Hep İhanet (1-2) / Hüsnü MAHALLİ

Hep İhanet (1-2) / Hüsnü MAHALLİ

İletigönderen Oğuz Kağan » Cum Ağu 01, 2014 14:07

Hep İhanet (1)

İsrail devletinin kurulduğu 1948 yılından bu yana Filistin halkı Müslüman ve özellikle Arap ülke yönetimlerinin ihanetine uğradı, uğruyor. Bu yönetimler her zaman Filistin davasını kendi iç ve dış politikalarının propaganda malzemesi olarak kullandılar..

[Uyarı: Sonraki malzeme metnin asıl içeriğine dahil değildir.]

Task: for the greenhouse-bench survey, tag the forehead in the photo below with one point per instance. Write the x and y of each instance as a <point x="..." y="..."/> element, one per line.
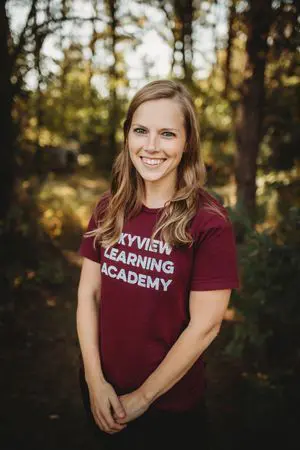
<point x="159" y="113"/>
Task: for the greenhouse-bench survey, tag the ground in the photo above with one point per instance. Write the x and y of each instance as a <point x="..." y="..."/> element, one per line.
<point x="40" y="401"/>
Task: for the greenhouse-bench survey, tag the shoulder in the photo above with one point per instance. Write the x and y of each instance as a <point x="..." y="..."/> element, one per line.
<point x="101" y="205"/>
<point x="210" y="213"/>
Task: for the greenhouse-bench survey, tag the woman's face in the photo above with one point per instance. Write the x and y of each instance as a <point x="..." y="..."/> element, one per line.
<point x="156" y="141"/>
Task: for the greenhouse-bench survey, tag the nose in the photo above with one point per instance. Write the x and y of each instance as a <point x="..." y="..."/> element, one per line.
<point x="151" y="144"/>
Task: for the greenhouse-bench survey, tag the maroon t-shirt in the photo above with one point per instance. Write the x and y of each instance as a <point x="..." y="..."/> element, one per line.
<point x="145" y="298"/>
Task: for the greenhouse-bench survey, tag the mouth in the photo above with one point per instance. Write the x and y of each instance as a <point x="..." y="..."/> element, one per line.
<point x="152" y="162"/>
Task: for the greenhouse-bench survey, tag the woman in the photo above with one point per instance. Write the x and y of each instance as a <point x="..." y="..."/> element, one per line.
<point x="158" y="269"/>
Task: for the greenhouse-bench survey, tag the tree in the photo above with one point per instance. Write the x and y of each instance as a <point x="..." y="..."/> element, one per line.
<point x="249" y="114"/>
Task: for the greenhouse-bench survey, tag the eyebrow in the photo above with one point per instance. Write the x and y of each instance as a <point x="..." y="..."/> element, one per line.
<point x="162" y="129"/>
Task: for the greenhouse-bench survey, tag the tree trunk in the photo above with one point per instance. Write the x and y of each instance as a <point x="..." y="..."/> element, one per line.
<point x="113" y="79"/>
<point x="250" y="110"/>
<point x="227" y="74"/>
<point x="7" y="156"/>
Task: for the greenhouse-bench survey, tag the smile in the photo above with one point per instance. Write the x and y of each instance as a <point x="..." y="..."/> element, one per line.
<point x="152" y="162"/>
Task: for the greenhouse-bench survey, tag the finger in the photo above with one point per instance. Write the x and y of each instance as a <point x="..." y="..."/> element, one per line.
<point x="117" y="407"/>
<point x="109" y="422"/>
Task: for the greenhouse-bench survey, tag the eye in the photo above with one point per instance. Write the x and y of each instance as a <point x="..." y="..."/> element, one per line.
<point x="169" y="134"/>
<point x="139" y="130"/>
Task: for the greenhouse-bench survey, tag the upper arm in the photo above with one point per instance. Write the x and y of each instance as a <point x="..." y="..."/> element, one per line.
<point x="207" y="308"/>
<point x="90" y="279"/>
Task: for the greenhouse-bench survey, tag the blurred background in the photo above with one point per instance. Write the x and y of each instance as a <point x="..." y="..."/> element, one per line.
<point x="68" y="71"/>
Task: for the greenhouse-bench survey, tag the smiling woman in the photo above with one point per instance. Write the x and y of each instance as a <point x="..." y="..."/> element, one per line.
<point x="159" y="266"/>
<point x="156" y="152"/>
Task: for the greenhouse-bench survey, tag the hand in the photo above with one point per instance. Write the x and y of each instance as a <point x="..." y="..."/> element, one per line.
<point x="105" y="405"/>
<point x="134" y="404"/>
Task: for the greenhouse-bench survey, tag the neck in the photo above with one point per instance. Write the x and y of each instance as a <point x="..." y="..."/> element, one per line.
<point x="157" y="194"/>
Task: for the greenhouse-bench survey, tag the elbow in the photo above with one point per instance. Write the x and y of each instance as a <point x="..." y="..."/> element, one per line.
<point x="206" y="333"/>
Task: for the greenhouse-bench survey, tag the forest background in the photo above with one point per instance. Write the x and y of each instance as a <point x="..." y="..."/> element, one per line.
<point x="68" y="71"/>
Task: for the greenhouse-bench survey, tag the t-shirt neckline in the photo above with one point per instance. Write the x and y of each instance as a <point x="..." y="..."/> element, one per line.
<point x="151" y="210"/>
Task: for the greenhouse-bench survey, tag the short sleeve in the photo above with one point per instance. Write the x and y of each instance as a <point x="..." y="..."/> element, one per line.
<point x="215" y="259"/>
<point x="86" y="248"/>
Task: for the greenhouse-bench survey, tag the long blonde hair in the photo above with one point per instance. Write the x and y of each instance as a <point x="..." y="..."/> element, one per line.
<point x="127" y="186"/>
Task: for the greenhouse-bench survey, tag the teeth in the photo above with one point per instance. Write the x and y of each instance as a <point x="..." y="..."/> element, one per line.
<point x="153" y="162"/>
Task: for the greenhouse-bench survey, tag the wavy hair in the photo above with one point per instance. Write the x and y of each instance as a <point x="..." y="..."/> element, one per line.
<point x="127" y="186"/>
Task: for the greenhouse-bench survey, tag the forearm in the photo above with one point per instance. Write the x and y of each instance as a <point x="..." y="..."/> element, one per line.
<point x="88" y="335"/>
<point x="181" y="357"/>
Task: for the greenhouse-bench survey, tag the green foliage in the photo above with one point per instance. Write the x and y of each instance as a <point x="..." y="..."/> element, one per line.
<point x="268" y="336"/>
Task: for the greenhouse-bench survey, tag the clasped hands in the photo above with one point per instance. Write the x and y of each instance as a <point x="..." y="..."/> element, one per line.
<point x="134" y="405"/>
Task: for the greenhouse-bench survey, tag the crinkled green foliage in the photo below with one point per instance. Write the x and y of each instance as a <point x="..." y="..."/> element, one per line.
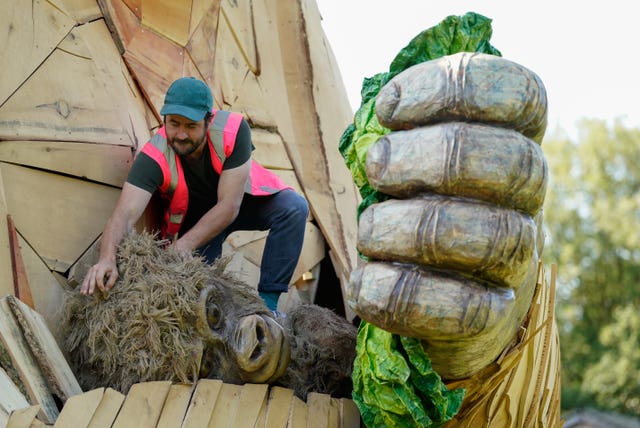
<point x="394" y="384"/>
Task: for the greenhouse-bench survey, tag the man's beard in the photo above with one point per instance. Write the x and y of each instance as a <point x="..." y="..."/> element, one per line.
<point x="185" y="147"/>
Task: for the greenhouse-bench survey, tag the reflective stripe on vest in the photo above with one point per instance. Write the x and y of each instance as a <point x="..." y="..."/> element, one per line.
<point x="221" y="140"/>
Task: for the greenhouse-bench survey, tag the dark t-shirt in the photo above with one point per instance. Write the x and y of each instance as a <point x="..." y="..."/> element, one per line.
<point x="201" y="179"/>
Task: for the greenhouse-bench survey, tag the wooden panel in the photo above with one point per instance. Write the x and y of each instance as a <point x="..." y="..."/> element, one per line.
<point x="52" y="106"/>
<point x="169" y="18"/>
<point x="202" y="404"/>
<point x="252" y="405"/>
<point x="107" y="410"/>
<point x="76" y="212"/>
<point x="24" y="363"/>
<point x="143" y="405"/>
<point x="224" y="412"/>
<point x="278" y="406"/>
<point x="37" y="28"/>
<point x="175" y="407"/>
<point x="53" y="364"/>
<point x="103" y="163"/>
<point x="201" y="46"/>
<point x="78" y="411"/>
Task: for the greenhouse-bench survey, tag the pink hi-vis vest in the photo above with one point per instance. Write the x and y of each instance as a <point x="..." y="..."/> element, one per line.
<point x="221" y="139"/>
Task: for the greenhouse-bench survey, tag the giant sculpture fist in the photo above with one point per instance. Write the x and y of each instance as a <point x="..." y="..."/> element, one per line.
<point x="453" y="256"/>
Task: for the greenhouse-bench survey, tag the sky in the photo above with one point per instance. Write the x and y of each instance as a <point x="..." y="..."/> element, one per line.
<point x="586" y="53"/>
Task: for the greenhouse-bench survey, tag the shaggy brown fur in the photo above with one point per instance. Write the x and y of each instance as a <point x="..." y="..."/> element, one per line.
<point x="152" y="326"/>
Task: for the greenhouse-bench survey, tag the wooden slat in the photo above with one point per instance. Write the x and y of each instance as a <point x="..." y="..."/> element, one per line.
<point x="11" y="398"/>
<point x="224" y="412"/>
<point x="76" y="212"/>
<point x="24" y="363"/>
<point x="20" y="281"/>
<point x="44" y="347"/>
<point x="175" y="407"/>
<point x="78" y="410"/>
<point x="107" y="410"/>
<point x="252" y="405"/>
<point x="202" y="404"/>
<point x="6" y="281"/>
<point x="47" y="291"/>
<point x="278" y="407"/>
<point x="299" y="414"/>
<point x="143" y="405"/>
<point x="104" y="163"/>
<point x="22" y="418"/>
<point x="37" y="28"/>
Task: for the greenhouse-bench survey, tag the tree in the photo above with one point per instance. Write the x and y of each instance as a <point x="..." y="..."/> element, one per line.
<point x="592" y="218"/>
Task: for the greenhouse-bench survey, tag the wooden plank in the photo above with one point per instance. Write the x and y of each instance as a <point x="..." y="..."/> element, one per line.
<point x="76" y="212"/>
<point x="107" y="410"/>
<point x="37" y="28"/>
<point x="252" y="404"/>
<point x="202" y="404"/>
<point x="104" y="163"/>
<point x="47" y="291"/>
<point x="23" y="417"/>
<point x="20" y="281"/>
<point x="175" y="407"/>
<point x="143" y="405"/>
<point x="299" y="414"/>
<point x="44" y="347"/>
<point x="226" y="408"/>
<point x="24" y="363"/>
<point x="6" y="281"/>
<point x="278" y="407"/>
<point x="349" y="414"/>
<point x="11" y="399"/>
<point x="78" y="410"/>
<point x="169" y="18"/>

Filistin halkı bu ihanetlerin bedelini çok ağır ödedi, ödüyor. Filistin halkının yönetimleri de zaman zaman bu ihanetlerin parçası oldu. Bölgesel denklemlerin taraf ve kurbanı olan Filistinli gruplar az savaşmadı kendi aralarında.

Çok gerilere gitmeyelim.

Halit Meşal 1996'da Hamas liderliğine seçildi. 25 Eylül 1997'de MOSSAD zamanda Başbakan olan Netanyahu'nun emri ile Amman'da ikamet eden Meşal'i zehirledi. Zehirleyenler yakalanınca Ürdün Kralı Hüseyin Netanyahu'dan panzehiri istedi. Vermeyince Başkan Clinton devreye girdi ve Meşal kurtuldu. Ancak iki yıl sonra aynı Kral ABD'nin ricası ile Meşal'ı kovdu. O da babasına darbe yaparak iktidara gelen, gelir gelmez rezil Elcezire'yi kuran ve ABD'ye iki büyük üs veren Katar Emiri Hamed'in yanına gitti. Meşal burada bir kaç ay dayandı ve kendisini buyur eden Hafız Esad'ın yanına gitti.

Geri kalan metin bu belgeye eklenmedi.